The CVM Board decided that it is possible to partially subscribe for capital increases
through private placement (commonly known as PIPE transactions) without pursuing the
procedures set forth in article 171, paragraph 7 of the Brazilian Corporations Law, provided
that certain requirements and procedures are observed.
The decision in the João Fortes Case alters CVM’s conclusion in the case known as “Gol
Case” (CVM Proceeding No. RJ2012/4172, decided on July 10, 2012). In the Gol Case,
CVM decided that companies were authorized to cancel unsubscribed shares and
partially homologate capital increases without pursuing public auctions only when an
auction would not to achieve the company’s goal – for instance, when the subscription
value was greater than the market value of the shares.

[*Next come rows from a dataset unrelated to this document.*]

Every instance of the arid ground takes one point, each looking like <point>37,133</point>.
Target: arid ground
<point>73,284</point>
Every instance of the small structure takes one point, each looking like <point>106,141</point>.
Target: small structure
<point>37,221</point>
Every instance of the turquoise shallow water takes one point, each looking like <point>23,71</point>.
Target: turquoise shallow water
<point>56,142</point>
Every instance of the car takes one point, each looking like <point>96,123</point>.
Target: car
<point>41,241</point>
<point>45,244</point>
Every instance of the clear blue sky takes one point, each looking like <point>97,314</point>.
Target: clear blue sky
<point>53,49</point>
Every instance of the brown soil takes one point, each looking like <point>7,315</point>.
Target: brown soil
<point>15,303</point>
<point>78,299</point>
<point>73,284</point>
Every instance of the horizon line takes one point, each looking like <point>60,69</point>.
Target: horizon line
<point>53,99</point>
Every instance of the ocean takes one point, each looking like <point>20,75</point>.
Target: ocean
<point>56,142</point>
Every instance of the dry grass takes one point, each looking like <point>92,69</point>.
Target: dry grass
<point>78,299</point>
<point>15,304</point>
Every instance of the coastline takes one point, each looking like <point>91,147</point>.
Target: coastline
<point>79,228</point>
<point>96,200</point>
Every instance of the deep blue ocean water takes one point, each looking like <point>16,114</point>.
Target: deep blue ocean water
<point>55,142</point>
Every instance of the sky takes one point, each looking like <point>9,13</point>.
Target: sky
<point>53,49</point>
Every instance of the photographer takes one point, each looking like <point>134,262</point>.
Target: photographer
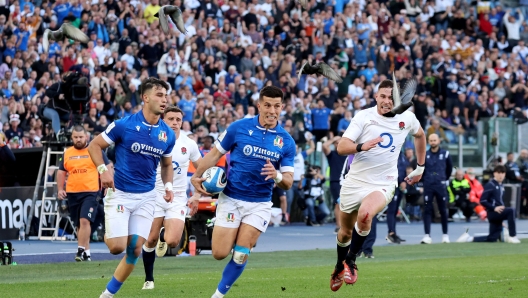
<point>60,104</point>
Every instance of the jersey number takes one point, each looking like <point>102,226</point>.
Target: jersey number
<point>391,139</point>
<point>176,167</point>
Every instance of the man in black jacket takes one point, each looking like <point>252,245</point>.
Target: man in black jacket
<point>492,200</point>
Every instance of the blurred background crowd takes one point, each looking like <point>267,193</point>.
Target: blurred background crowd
<point>469,58</point>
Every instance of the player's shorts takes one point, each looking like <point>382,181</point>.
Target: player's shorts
<point>82,205</point>
<point>129,213</point>
<point>352,194</point>
<point>231,212</point>
<point>177,209</point>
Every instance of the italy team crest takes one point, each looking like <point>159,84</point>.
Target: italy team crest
<point>162,136</point>
<point>279,142</point>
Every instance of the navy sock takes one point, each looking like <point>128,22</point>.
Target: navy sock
<point>113,285</point>
<point>356,245</point>
<point>342,251</point>
<point>148,263</point>
<point>231,273</point>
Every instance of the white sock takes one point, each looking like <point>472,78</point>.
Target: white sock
<point>148,249</point>
<point>217,294</point>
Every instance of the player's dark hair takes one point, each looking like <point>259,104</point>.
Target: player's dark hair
<point>271,91</point>
<point>151,83</point>
<point>386,84</point>
<point>499,169</point>
<point>79,128</point>
<point>174,109</point>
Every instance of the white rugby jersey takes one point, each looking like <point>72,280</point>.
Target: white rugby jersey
<point>379,165</point>
<point>184,151</point>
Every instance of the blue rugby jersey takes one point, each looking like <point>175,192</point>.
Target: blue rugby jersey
<point>139,147</point>
<point>251,145</point>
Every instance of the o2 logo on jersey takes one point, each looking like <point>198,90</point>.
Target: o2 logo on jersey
<point>176,167</point>
<point>389,145</point>
<point>136,147</point>
<point>248,149</point>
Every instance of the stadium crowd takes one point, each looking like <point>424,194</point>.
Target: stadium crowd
<point>469,58</point>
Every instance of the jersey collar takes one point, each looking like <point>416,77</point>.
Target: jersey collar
<point>257,124</point>
<point>144,121</point>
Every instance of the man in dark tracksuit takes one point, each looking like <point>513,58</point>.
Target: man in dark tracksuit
<point>492,200</point>
<point>404,160</point>
<point>438,168</point>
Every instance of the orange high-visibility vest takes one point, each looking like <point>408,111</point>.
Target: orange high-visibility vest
<point>82,173</point>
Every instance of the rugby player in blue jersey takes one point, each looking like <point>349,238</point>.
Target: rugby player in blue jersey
<point>141,141</point>
<point>262,154</point>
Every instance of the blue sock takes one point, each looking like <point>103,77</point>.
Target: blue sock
<point>113,285</point>
<point>231,273</point>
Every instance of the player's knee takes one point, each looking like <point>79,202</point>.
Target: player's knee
<point>219,254</point>
<point>133,251</point>
<point>240,254</point>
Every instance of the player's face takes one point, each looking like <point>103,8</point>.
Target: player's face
<point>173,120</point>
<point>157,100</point>
<point>79,139</point>
<point>384,100</point>
<point>270,109</point>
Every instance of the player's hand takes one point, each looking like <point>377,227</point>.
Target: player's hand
<point>499,209</point>
<point>107,180</point>
<point>415,175</point>
<point>197,183</point>
<point>169,195</point>
<point>371,144</point>
<point>193,203</point>
<point>269,171</point>
<point>62,194</point>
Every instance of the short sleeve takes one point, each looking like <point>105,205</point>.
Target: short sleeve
<point>105,159</point>
<point>195,152</point>
<point>61,163</point>
<point>172,143</point>
<point>355,127</point>
<point>114,132</point>
<point>415,125</point>
<point>226,140</point>
<point>288,157</point>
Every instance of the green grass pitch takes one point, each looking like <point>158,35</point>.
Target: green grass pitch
<point>440,270</point>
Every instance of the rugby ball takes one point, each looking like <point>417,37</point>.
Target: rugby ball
<point>215,180</point>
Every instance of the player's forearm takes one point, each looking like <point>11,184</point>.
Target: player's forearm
<point>421,146</point>
<point>209,160</point>
<point>346,147</point>
<point>287,181</point>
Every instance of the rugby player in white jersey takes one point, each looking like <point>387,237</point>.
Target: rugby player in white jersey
<point>375,141</point>
<point>171,215</point>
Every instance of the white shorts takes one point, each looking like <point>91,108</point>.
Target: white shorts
<point>352,194</point>
<point>129,213</point>
<point>177,209</point>
<point>231,212</point>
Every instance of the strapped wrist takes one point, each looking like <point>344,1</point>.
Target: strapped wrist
<point>278,179</point>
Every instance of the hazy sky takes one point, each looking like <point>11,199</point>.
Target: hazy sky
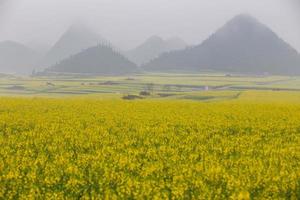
<point>129,22</point>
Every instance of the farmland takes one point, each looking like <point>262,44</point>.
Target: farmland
<point>76,138</point>
<point>158,83</point>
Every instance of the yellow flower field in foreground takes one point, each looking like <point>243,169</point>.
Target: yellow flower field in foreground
<point>88,148</point>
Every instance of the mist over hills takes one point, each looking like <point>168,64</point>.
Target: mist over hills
<point>17,58</point>
<point>101,59</point>
<point>243,45</point>
<point>153,47</point>
<point>77,38</point>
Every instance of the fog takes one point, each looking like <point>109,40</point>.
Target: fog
<point>126,23</point>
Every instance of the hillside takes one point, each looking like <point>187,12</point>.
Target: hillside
<point>153,47</point>
<point>96,60</point>
<point>17,58</point>
<point>243,45</point>
<point>77,38</point>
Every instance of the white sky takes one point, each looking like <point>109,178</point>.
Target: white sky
<point>129,22</point>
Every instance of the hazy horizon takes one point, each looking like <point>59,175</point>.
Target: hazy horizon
<point>128,23</point>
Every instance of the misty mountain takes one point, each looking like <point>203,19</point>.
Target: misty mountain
<point>17,58</point>
<point>77,38</point>
<point>100,59</point>
<point>243,45</point>
<point>153,47</point>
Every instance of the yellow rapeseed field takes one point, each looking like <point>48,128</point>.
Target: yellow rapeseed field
<point>84,148</point>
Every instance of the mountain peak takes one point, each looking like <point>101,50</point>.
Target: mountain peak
<point>243,45</point>
<point>154,39</point>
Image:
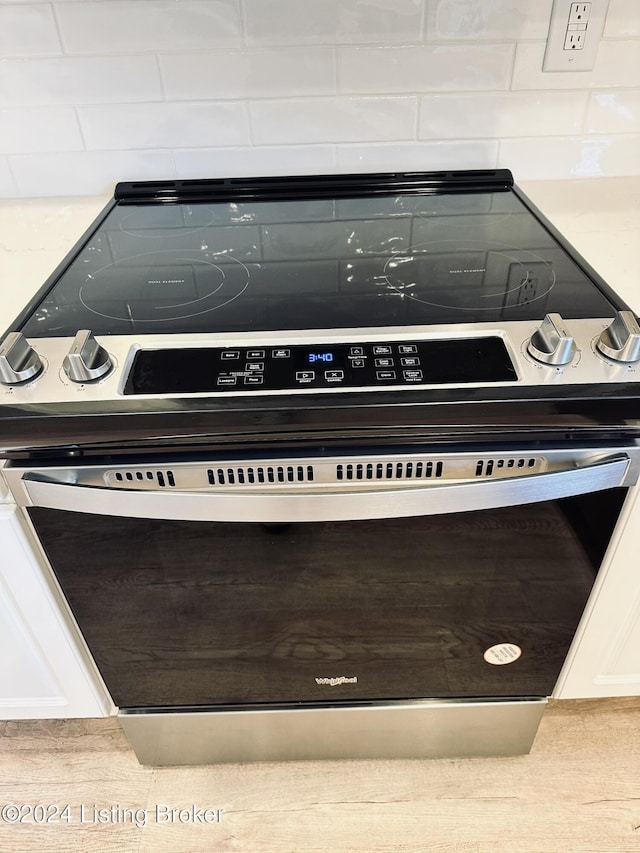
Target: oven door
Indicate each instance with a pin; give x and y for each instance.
(381, 604)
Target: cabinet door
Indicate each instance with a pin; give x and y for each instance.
(44, 670)
(604, 659)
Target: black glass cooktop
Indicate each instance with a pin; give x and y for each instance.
(173, 266)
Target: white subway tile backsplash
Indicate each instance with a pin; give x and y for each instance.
(93, 91)
(255, 160)
(332, 21)
(501, 115)
(617, 65)
(174, 125)
(418, 156)
(248, 74)
(124, 26)
(614, 112)
(29, 129)
(333, 120)
(488, 19)
(86, 172)
(28, 30)
(91, 80)
(430, 68)
(8, 188)
(623, 19)
(583, 157)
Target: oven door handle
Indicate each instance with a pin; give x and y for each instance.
(275, 507)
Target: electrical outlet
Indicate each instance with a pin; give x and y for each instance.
(575, 31)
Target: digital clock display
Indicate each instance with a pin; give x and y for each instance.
(323, 357)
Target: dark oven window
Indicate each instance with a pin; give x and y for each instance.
(212, 614)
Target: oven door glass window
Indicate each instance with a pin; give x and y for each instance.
(475, 604)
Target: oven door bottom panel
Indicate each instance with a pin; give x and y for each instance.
(397, 730)
(189, 614)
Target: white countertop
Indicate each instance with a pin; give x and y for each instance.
(601, 217)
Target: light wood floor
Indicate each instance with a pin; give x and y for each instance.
(577, 792)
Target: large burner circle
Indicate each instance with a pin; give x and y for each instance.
(157, 287)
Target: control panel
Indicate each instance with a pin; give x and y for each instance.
(539, 353)
(352, 365)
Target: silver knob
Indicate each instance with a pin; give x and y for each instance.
(86, 360)
(621, 340)
(19, 362)
(552, 343)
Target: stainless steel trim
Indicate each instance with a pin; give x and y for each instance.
(429, 729)
(41, 488)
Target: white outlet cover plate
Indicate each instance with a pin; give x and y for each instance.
(556, 57)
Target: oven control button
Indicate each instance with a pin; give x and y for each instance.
(621, 340)
(19, 362)
(86, 360)
(551, 343)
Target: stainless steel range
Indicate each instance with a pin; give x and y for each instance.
(323, 466)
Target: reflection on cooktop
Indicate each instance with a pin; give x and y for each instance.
(325, 263)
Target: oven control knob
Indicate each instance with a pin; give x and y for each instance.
(19, 362)
(551, 343)
(86, 360)
(621, 340)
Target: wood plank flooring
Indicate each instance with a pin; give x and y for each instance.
(577, 792)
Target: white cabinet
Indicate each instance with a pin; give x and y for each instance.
(605, 657)
(45, 671)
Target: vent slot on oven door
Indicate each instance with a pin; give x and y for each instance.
(373, 472)
(141, 478)
(252, 475)
(506, 466)
(398, 470)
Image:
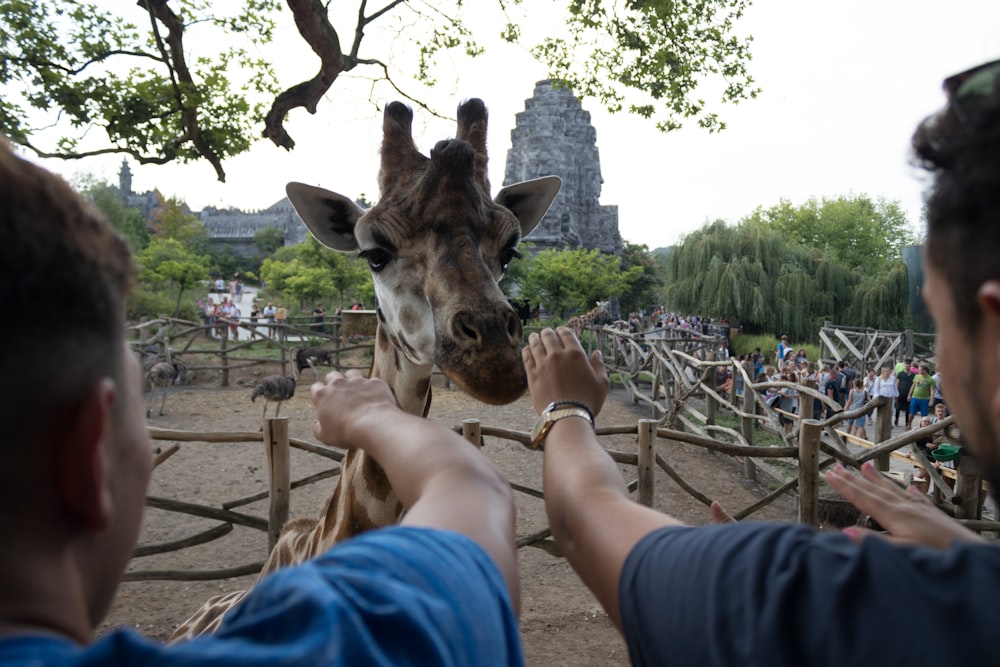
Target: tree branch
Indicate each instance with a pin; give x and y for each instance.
(180, 76)
(139, 157)
(314, 26)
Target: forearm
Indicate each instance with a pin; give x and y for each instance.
(446, 483)
(576, 470)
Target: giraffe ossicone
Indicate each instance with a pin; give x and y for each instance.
(437, 245)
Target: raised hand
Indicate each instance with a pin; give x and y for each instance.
(559, 370)
(907, 515)
(345, 401)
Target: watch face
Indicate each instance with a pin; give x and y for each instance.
(538, 432)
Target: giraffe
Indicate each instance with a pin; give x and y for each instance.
(436, 245)
(577, 323)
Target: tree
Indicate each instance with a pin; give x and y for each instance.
(763, 275)
(853, 229)
(311, 272)
(188, 80)
(173, 220)
(565, 282)
(168, 261)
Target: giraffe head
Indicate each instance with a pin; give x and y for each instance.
(437, 244)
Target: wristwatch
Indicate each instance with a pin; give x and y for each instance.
(551, 414)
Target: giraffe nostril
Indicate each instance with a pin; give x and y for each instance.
(514, 331)
(467, 328)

However, in arriving at the João Fortes Case decision, the CVM Board concluded that the
Brazilian Corporations Law does not prohibit the partial subscription of capital increases,
so long as the transaction complies with certain legal requirements – in particular, article
80, item I, and article 171, paragraph 7, of the Brazilian Corporations Law. To this end, the
partial subscription would require that:
i. the deliberation regarding the capital increase (as well as the information
disclosed to the shareholders, as determined by the CVM Ruling No. 481/09, as
amended, regarding those situations in which the shareholders‘ general meeting is
responsible to decide) expressly:
(a) foresees the possibility of partially subscribing for the capital increase;
(b) explicitly states the minimum amount of securities to be subscribed (or
the minimum amount of funds to be provided) for the capital increase
to achieve its purposes; and
(c) explicitly states the maximum amount of securities to be subscribed (or
the maximum amount of funds to be provided) within the capital
increase;
ii. the company discloses all relevant information required for the shareholders to
evaluate the capital increase features and its various outcomes, including,
among others, information regarding:
(a) the use of proceeds, as set forth in the article 30, paragraph 1, of CVM
Ruling No. 400/03, as amended;
(b) potential dilution of shareholders, by considering all scenarios possibly
deriving from the proposed transaction; and
(c) subscription commitments made by investors before the resolution as
to the capital increase;
iii. it is granted to shareholders the right to subscribe for shares conditioned upon
the fulfillment of certain conditions (article 31 of CVM Ruling No. 400/03, as
amended);
iv. by the end of the preemptive rights term, at least the minimum amount indicated
in the resolution is subscribed; and
v. pursuant to the article 80, item I, and article 170, item IV, of the Brazilian
Corporations Law, the capital increase admitting partial subscription may not be
accomplished if the subscribed amount does not reach the minimum amount
indicated in the resolution approving the transaction. In this case (and only in
this case), there would be unsubscribed shares which must be apportioned
according to article 171, paragraph 7, of the Brazilian Corporations Law.